Dari pergumulan singkat
itulah, segelintir teman baru, ilmu baru, dan lingkungan baru menjadi menu
utama konsumsi ke-duniawi-an saya selanjutnya. Sejak awal, saya berpikir pria
dengan rambut mencapai 60 cm ini bukan orang biasa. Pria kelahiran Gresik 19
Oktober 1973 ini menyihir kotak pemikiran saya. Pertemuan di bulan pertama saya
setelah pindah sekolah dari SMA Unggulan Darus Sholah Jember pimpinan Gus Yus –
KH Yusuf Muahammad, wafat dalam kecelakaan pesawat di Solo tahun 2004 –
ternyata berlanjut sampai detik ini. Pengaruhnya untuk pribadi insan teater
sekolah Gresik memang terbentuk dari pecahan pemikiran pria lulusan Universitas
Negeri Jember ini.

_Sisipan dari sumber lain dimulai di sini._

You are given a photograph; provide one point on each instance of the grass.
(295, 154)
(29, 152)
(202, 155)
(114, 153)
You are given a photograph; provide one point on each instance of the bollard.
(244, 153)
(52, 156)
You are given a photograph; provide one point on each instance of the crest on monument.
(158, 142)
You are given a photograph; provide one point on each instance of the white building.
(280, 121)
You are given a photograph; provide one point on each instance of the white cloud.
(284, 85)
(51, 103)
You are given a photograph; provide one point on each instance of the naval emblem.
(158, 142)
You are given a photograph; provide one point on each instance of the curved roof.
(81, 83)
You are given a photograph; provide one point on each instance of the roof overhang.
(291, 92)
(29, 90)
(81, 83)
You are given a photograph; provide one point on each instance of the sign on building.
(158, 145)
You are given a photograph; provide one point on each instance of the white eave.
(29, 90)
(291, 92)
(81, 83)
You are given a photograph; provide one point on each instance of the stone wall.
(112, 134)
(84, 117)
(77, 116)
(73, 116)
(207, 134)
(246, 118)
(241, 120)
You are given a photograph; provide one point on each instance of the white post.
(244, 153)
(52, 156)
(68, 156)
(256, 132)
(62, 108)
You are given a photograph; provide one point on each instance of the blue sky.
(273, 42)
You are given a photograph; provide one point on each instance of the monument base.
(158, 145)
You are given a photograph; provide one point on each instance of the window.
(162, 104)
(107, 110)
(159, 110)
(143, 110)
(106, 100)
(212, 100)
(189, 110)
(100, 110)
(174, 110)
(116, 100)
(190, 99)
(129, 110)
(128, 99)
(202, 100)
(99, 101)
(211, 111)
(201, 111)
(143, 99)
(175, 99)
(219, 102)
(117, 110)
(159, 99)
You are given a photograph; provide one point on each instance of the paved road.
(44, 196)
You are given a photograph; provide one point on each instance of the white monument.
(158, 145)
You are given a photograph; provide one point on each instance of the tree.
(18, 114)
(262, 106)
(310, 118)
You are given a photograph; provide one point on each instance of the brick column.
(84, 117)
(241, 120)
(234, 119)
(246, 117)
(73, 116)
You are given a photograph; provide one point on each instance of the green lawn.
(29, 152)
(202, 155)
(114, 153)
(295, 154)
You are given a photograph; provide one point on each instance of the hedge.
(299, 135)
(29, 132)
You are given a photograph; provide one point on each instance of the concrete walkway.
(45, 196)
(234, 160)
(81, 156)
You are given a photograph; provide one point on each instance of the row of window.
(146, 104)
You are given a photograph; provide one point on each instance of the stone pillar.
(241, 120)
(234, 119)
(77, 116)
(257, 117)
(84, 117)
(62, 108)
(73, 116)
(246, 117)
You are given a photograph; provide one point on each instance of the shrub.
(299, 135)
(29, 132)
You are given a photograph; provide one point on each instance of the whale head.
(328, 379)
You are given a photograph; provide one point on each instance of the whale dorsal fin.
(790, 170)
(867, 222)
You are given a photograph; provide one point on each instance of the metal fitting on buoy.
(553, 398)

Sosok kalem, bebas, luwes, mengingatkan saya pada Mahatma
Gandhi.
Sebuah pertemuan – saya
lebih suka pertemanan – dengan “Si Gondrong” empat tahun silam mungkin bukan
sebuah kebetulan. Menurut saya, “tidak ada suatu kebetulan dalam kehidupan.”
Liburan pertama di semester pertama saya “menguyah bangku” kuliah di
Universitas Indonesia, sebuah kelompok kesenian sekolah yang saya bangun
bersama sahabat-sahabat pecinta seni-tradisi – dengan darah, pikiran, material,
dan waktu – melaksanakan diklat untuk anggota baru. Seketika saya terlecit
untuk “merampas” pria gondrong – sekarang sudah tidak – untuk menjadi “korban”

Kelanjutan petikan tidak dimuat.